“A Star Is Born” Shows Audiences Love to Get Their Hearts Broken
From "Casablanca" to "Call Me by Your Name," fans prefer sad endings.
Lady Gaga’s new “A Star Is Born” is about to hit theaters, telling a love story full of pain and disappointment and tears.
And that’s not a spoiler. That’s a selling point.
The latest version of a Hollywood classic, it’s about one star ascending into the stratosphere while another falls to earth. And it’s absolutely guaranteed to leave yet another generation of fans sobbing in theaters.
That’s good — and not just for those who own stock in Kleenex.
Because the best movie romances aren’t the ones that fade out on a happily-ever-after. They’re films about what goes wrong in a relationship, dramas about people who are anything but made for each other. They’re stories about the way things fall apart, the true loves that don’t last.
Because those are the love stories that do last.
Shakespeare knew that: Romeo and Juliet, Antony and Cleopatra, Hamlet and Ophelia – not a lot of happy endings there. That’s one of the reasons those stories have survived. Love is a gamble, and you only appreciate that when you’re reminded of what you can lose when you go all in.
Of course, Hollywood’s always been a little resistant to feel-bad endings. The secret to success, insiders say, is a movie that sends you out of the theater happier than when you went in.
But even dry-eyed moguls know that, sometimes, what we really want — really need — is a good cry.
Classic movie love stories provide that. And if you have any doubt, just try to imagine your favorite big-screen romance — but with a new, upbeat ending instead of its reach-for-the-tissues finale.
Ask yourself: Would you love “Gone With the Wind” more if it faded out with Clark Gable saying “Frankly, my dear — of course I forgive you. Now, what’s for breakfast?”
Or if Humphrey Bogart told Ingrid Bergman “We’ll always have Casablanca” – and then took her on that plane to Lisbon, leaving Victor Laszlo standing there with Captain Renault?
Or if “Now, Voyager” concluded with Bette Davis sharing Paul Henreid’s cigarette — and the name of a really great divorce lawyer so he could finally get out of that awful marriage?
“Dr. Zhivago.” “The Way We Were.” “Titanic.” There’s a reason those films still thrill. And it’s not because their last shot was of two happy lovers holding hands and walking off into the sunset.
Frankly, even a romantic comedy is better if it’s bittersweet.
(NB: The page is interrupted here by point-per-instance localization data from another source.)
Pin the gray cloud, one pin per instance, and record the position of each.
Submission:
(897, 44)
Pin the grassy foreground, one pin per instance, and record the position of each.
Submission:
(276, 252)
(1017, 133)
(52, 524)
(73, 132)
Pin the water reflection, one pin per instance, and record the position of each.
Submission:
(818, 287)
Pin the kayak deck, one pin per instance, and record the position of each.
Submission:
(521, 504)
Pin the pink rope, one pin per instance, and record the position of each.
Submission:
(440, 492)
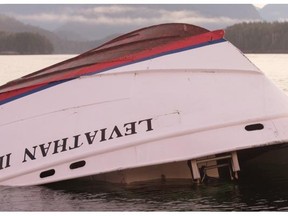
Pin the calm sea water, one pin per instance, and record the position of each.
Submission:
(80, 196)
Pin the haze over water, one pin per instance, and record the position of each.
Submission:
(81, 196)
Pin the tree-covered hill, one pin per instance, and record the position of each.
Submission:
(24, 43)
(259, 37)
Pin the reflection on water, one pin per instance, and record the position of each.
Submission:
(220, 196)
(83, 196)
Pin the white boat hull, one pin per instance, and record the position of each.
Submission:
(141, 121)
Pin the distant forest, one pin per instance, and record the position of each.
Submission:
(259, 37)
(24, 43)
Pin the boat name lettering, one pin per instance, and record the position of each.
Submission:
(76, 141)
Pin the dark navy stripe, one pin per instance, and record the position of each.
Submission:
(110, 68)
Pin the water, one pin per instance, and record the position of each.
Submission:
(83, 196)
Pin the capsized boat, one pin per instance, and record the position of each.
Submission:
(170, 101)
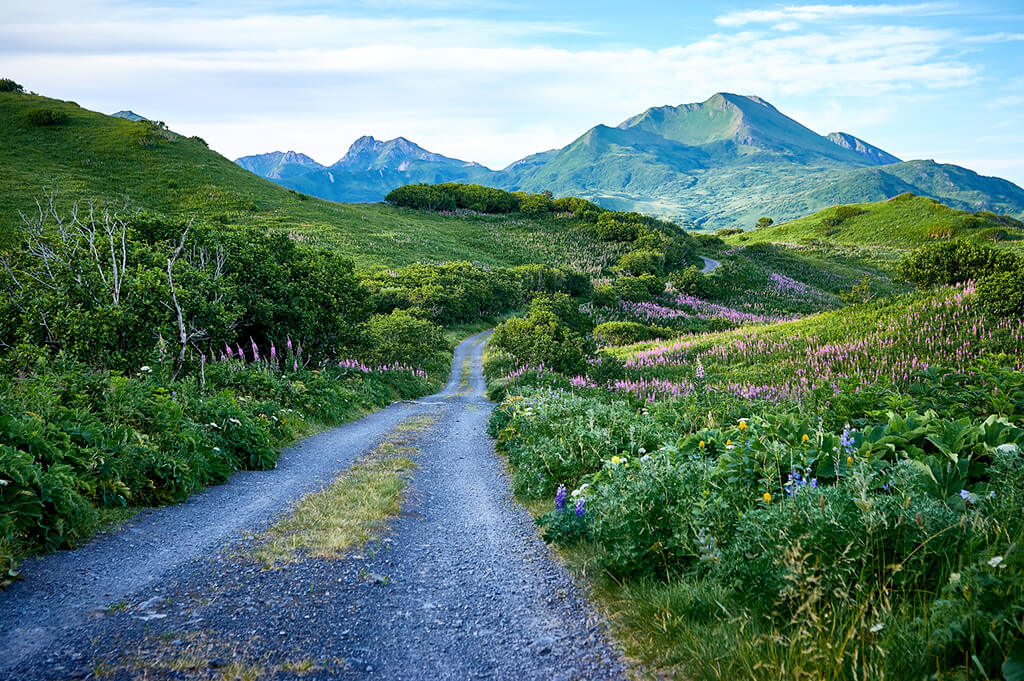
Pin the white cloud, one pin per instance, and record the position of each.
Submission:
(813, 13)
(482, 90)
(995, 38)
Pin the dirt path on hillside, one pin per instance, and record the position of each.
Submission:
(710, 264)
(459, 588)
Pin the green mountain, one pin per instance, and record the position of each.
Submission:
(129, 115)
(107, 159)
(903, 221)
(724, 162)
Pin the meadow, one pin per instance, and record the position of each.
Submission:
(804, 464)
(826, 495)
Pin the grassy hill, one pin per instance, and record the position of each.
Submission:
(904, 221)
(721, 163)
(105, 159)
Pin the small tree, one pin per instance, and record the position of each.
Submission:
(7, 85)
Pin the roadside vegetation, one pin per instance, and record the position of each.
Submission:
(834, 495)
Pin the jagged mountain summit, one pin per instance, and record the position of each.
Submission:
(858, 145)
(279, 165)
(722, 162)
(129, 115)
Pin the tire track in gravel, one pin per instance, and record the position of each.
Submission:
(459, 588)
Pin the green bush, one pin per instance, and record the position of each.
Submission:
(402, 337)
(1001, 293)
(691, 282)
(7, 85)
(627, 333)
(953, 262)
(638, 289)
(44, 117)
(644, 261)
(554, 334)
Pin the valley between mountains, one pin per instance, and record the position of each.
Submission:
(768, 426)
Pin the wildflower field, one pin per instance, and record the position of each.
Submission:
(834, 496)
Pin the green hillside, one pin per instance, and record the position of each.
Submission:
(107, 159)
(904, 221)
(724, 162)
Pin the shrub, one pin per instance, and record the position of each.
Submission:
(641, 512)
(638, 289)
(403, 337)
(1003, 293)
(643, 261)
(627, 333)
(43, 117)
(7, 85)
(553, 334)
(691, 282)
(953, 262)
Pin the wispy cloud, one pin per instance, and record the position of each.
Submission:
(816, 13)
(994, 38)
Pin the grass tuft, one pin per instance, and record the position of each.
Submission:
(352, 509)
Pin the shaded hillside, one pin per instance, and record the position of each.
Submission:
(107, 159)
(721, 163)
(904, 221)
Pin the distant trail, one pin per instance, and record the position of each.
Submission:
(462, 587)
(710, 264)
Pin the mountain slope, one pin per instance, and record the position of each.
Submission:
(903, 221)
(723, 162)
(749, 124)
(104, 159)
(129, 115)
(858, 145)
(370, 169)
(279, 165)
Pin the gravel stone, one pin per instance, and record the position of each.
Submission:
(460, 587)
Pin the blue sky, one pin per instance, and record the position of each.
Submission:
(496, 81)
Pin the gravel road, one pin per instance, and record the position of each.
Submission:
(710, 264)
(460, 587)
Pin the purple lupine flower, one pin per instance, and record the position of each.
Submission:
(846, 439)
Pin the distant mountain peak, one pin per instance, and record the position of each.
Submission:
(279, 165)
(368, 153)
(858, 145)
(130, 115)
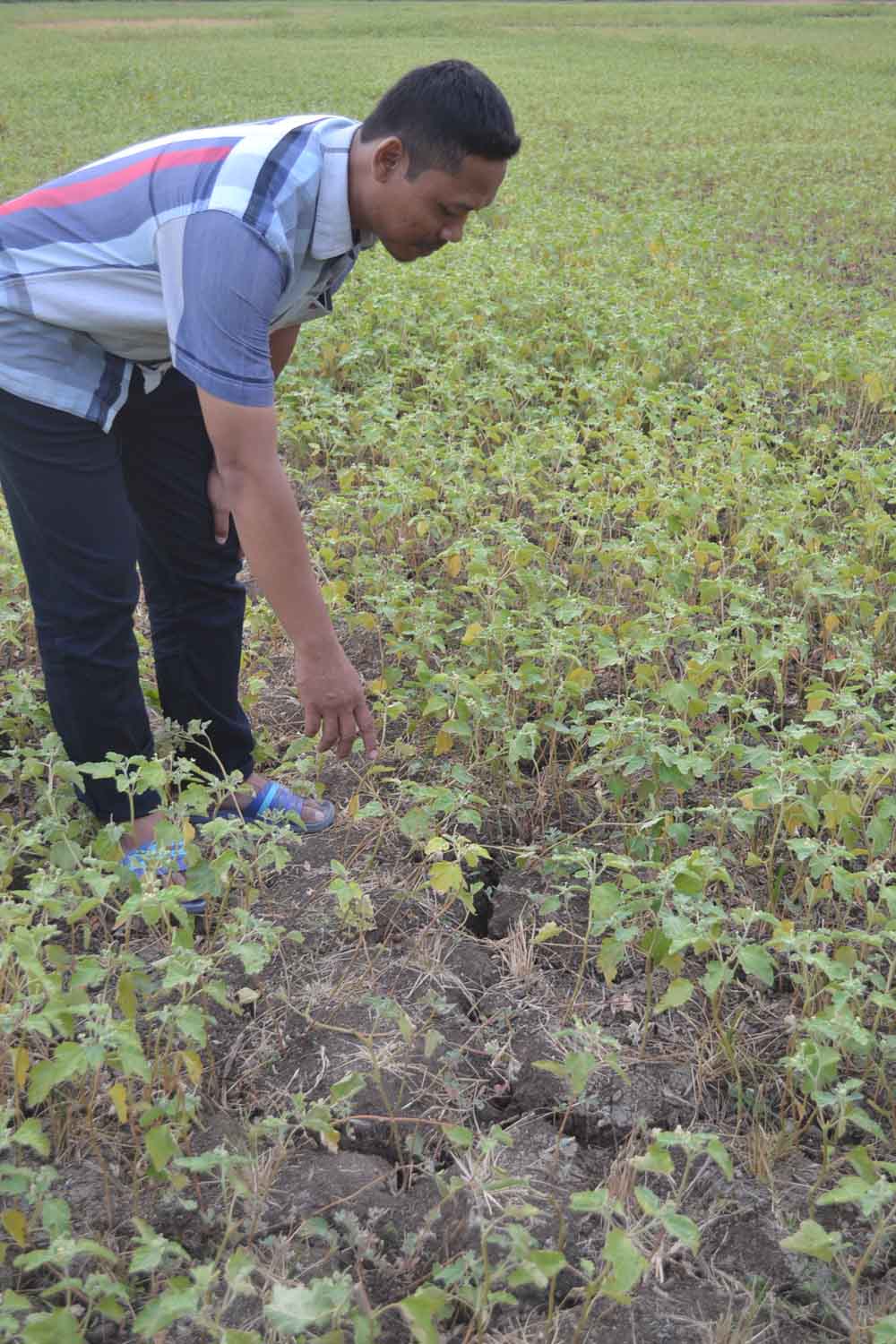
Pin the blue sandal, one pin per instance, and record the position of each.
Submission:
(175, 857)
(279, 798)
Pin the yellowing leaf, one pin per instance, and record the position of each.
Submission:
(16, 1225)
(126, 995)
(444, 742)
(21, 1064)
(118, 1098)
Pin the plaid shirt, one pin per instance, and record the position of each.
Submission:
(185, 250)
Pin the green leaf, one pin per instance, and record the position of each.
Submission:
(160, 1147)
(422, 1309)
(67, 1062)
(295, 1309)
(656, 1159)
(812, 1239)
(608, 957)
(31, 1136)
(849, 1190)
(180, 1298)
(346, 1088)
(446, 876)
(676, 995)
(626, 1265)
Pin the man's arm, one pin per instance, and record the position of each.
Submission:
(271, 535)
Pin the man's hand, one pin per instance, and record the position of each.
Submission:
(254, 486)
(332, 695)
(220, 505)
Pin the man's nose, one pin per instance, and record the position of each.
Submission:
(452, 231)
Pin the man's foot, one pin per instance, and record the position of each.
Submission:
(266, 796)
(142, 852)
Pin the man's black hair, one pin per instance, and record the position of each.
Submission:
(444, 112)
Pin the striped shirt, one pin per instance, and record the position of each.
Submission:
(185, 250)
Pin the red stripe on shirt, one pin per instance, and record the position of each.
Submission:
(78, 191)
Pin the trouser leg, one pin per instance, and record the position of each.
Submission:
(77, 538)
(190, 581)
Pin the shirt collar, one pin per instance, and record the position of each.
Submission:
(333, 234)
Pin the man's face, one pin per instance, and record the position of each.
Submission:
(417, 217)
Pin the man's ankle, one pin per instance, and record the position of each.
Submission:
(142, 832)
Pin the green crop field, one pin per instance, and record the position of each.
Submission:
(581, 1026)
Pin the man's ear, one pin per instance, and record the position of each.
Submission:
(389, 159)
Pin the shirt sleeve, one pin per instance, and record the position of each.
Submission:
(220, 285)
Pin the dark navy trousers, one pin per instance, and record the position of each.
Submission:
(88, 508)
The best thing about “Annie Hall” — apart from the fact that you could still watch Woody Allen in it without feeling a little sick — was that it ended with Allen and Diane Keaton realizing sometimes love isn’t enough.
What made “(500) Days of Summer” feel fresh — apart from that dynamite Hall and Oates musical number — was Joseph Gordon-Levitt’s discovery that this manic pixie dream girl was not going to change his life after all. (And the probability of him still repeating the same mistake.)
And it’s that willingness to go for the downbeat that makes movies like these linger while other, cheerier, cheesier rom-coms fade.
Which isn’t to say we only want unhappy love stories. It’s occasionally nice to be reminded that courtship can go beyond a swipe or two on Tinder, to be assured that connections can last beyond that one, awkward, morning-after brunch.
It’s also particularly important to the LGBT community, whose relationships rarely get big-movie respect. That’s changed a bit, recently. But, really, do all the new gay love stories still have to be so unhappy?
Couldn’t the women in “Blue Is the Warmest Color” find a way to make it work? Did Armie Hammer really have to dump Timothee Chalamet in “Call Me by Your Name”? Does the hopeless heartbreak of “Brokeback Mountain” have to be the new gay-movie template?
Sometimes a little positivity isn’t a bad thing.
Still, as the perpetually-unlucky-in-love Dorothy Parker once wrote, “Lips that taste of tears, they say, are the best for kissing.” And every so often it takes the bitterness in sweet-and-sour love stories to remind us of how delicious romance really can be.
Movies like “A Star Is Born” (and “La La Land,” and “Moonlight” and “The Fault in Our Stars”) prove how precious relationships are, because they show us how fleeting they can be. And, if we are lucky enough to happen to be in one, they encourage us to appreciate that gift — and, maybe, hold onto that person just a little tighter.